The generation of the presented dataset requires several computationally expensive processing steps. For this reason and to make the methods more reproducible and maintainable, all processing steps are executed and controlled by a processing pipeline in the R programming language using the targets package (Fig. 4c)23,24. This processing or targets pipeline can be seen as programming script tracking changes in the source code and the data with the major advantage among many that it can skip processing steps that are still up-to-date and re-executes those that need to be updated. Due to the large memory size requirements for this dataset as well as for computational speed reasons, a PostgreSQL database with the PostGIS extension is used for certain processing steps of vector data and a GRASS GIS database is used for all final raster-based calculations of the EU-MOHP20 metrics (Fig. 4d,e). The calculations in the databases are also tracked and executed by the processing pipeline. In the following, the relevant steps of the methods are described. For a fully comprehensive description of all details, we refer to the source code itself (see Code availability).

Data preparation

In the following, the most relevant processing steps are described. These steps are part of the previously described pipeline and are defined as so-called targets in the source code of the pipeline. To simplify the description, the processing steps are grouped here according to the previously mentioned data layers.

Study area

The preprocessing steps to define and generate the study area are described first because it is required for the processing of all other data layers. The study area also defines the spatial coverage of the final product. For the generation of the study area, the layer *_eudem2_basins_h1* in the previously mentioned GeoPackage file with the naming scheme containing the suffix “drainage_network” (see Table 1) is used.

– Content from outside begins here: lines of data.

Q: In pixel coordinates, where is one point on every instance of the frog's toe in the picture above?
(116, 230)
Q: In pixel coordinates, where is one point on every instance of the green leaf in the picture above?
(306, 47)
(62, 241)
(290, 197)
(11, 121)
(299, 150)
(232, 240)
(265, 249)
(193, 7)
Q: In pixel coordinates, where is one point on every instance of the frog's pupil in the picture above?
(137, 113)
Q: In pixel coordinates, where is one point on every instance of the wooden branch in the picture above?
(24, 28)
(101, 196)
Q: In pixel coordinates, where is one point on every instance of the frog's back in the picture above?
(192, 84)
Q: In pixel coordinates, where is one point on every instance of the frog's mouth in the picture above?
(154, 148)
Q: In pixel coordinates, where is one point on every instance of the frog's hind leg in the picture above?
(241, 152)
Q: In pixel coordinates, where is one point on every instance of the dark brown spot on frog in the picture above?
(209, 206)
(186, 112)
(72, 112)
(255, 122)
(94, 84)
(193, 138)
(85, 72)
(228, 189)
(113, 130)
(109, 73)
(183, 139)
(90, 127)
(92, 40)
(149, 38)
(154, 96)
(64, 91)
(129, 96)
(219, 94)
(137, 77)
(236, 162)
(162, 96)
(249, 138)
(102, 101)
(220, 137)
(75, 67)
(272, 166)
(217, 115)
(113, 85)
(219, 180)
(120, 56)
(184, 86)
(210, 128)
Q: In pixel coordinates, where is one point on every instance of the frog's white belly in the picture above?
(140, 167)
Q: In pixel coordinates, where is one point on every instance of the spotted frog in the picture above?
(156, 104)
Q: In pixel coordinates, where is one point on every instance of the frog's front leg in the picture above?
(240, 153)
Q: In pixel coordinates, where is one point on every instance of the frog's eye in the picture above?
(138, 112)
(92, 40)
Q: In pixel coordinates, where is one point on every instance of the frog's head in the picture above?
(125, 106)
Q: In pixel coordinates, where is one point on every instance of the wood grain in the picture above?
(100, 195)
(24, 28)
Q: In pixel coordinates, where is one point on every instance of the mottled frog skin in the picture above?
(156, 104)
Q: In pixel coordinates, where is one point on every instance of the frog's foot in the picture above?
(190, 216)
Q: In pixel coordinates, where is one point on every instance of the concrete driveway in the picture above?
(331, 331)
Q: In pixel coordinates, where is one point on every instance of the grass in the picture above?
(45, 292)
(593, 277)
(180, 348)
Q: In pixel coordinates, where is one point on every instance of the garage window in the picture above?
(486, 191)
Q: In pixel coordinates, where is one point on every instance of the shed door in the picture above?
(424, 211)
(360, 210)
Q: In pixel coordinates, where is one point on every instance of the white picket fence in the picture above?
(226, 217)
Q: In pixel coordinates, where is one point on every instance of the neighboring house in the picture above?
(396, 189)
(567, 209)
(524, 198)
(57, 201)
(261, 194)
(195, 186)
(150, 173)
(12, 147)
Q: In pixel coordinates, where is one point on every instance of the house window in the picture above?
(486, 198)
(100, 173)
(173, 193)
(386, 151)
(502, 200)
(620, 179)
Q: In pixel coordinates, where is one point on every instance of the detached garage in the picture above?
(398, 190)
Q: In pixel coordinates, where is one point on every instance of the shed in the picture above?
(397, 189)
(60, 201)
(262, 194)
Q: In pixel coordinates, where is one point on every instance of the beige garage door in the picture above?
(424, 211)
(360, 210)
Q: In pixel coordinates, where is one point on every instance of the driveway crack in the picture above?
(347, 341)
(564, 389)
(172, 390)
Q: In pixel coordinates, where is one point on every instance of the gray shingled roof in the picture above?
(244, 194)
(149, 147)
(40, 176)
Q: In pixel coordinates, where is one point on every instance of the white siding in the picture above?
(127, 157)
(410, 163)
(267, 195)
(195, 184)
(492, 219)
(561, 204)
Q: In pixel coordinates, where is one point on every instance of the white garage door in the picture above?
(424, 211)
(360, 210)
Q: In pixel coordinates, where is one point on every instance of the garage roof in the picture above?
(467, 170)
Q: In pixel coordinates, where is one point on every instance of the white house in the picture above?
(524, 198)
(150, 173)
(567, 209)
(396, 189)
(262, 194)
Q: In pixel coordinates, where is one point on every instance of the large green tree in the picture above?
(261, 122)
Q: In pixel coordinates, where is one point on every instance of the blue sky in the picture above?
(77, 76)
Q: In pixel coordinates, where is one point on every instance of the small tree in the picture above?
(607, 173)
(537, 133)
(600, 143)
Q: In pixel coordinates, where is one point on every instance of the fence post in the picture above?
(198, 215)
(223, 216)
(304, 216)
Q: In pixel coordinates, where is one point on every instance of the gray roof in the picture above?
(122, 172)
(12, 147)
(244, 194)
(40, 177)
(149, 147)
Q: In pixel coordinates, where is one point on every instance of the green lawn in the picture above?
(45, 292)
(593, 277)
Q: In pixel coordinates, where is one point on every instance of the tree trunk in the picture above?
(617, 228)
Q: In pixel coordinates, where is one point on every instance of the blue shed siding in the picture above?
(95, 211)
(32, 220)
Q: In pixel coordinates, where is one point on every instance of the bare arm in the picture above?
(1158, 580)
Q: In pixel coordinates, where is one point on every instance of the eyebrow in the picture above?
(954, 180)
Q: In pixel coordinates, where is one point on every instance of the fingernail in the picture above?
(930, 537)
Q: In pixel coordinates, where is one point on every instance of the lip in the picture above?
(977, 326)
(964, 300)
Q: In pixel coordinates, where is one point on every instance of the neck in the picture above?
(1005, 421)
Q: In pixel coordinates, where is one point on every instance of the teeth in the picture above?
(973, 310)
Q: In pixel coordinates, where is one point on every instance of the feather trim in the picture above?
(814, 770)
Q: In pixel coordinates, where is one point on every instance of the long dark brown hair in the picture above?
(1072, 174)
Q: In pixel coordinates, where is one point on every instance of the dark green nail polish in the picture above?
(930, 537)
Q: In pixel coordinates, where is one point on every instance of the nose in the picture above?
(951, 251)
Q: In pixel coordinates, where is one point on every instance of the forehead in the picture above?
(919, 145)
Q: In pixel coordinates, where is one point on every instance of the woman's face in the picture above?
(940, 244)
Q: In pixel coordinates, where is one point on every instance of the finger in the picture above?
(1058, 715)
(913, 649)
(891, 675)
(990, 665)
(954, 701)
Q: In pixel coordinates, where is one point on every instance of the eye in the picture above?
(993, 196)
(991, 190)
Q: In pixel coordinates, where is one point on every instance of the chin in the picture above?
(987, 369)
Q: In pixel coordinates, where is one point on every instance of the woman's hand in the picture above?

It contains polygon geometries representing sub-basins of the major the river basins. Firstly, all polygon geometries belonging to European oversea territories such as the French islands in the Caribbean are removed. Then, the remaining polygons are merged. Subsequently, out of these polygons of contiguous land masses the 10 largest polygons by area are chosen as study area.

River network

The river or hydrographic network is based on the linestring geometries from the layer River_Net_l in the previously mentioned GeoPackage file with the naming scheme containing the suffix “euhydro” (see Table 1). This data layer requires more processings steps than the other three data layers. Firstly, specific linestring geometries are removed from the river network. These linestrings comprise all geometries categorized as canal or ditch in the attribute column dfdd encoded with the values BH020 for canal and BH030 for ditch25. These are mainly removed for the following two reasons: Firstly, many of the canal and ditch geometries have missing stream order values, which is required for the following processing steps and secondly, it is assumed that canals are often hydraulically disconnected from the natural hydrological system because of their impermeable side walls and canal bed. Besides this, the overall importance of canals and ditches is low when comparing their number of geometries to the number of river geometries (difference of three orders of magnitude). Furthermore, all linestring geometries categorized as non-perennial rivers in the attribute column hyp encoded with the values 2 (intermittent), 3 (ephemeral) and 4 (dry) are removed25. After this filtering, more than 1.05 million geometries remain. Then, missing and invalid stream order values are imputed with the value 1 as first stream order. This ensures that related geometries are at least included in the first hydrologic order. Subsequently, the river network geometries are clipped to the study area.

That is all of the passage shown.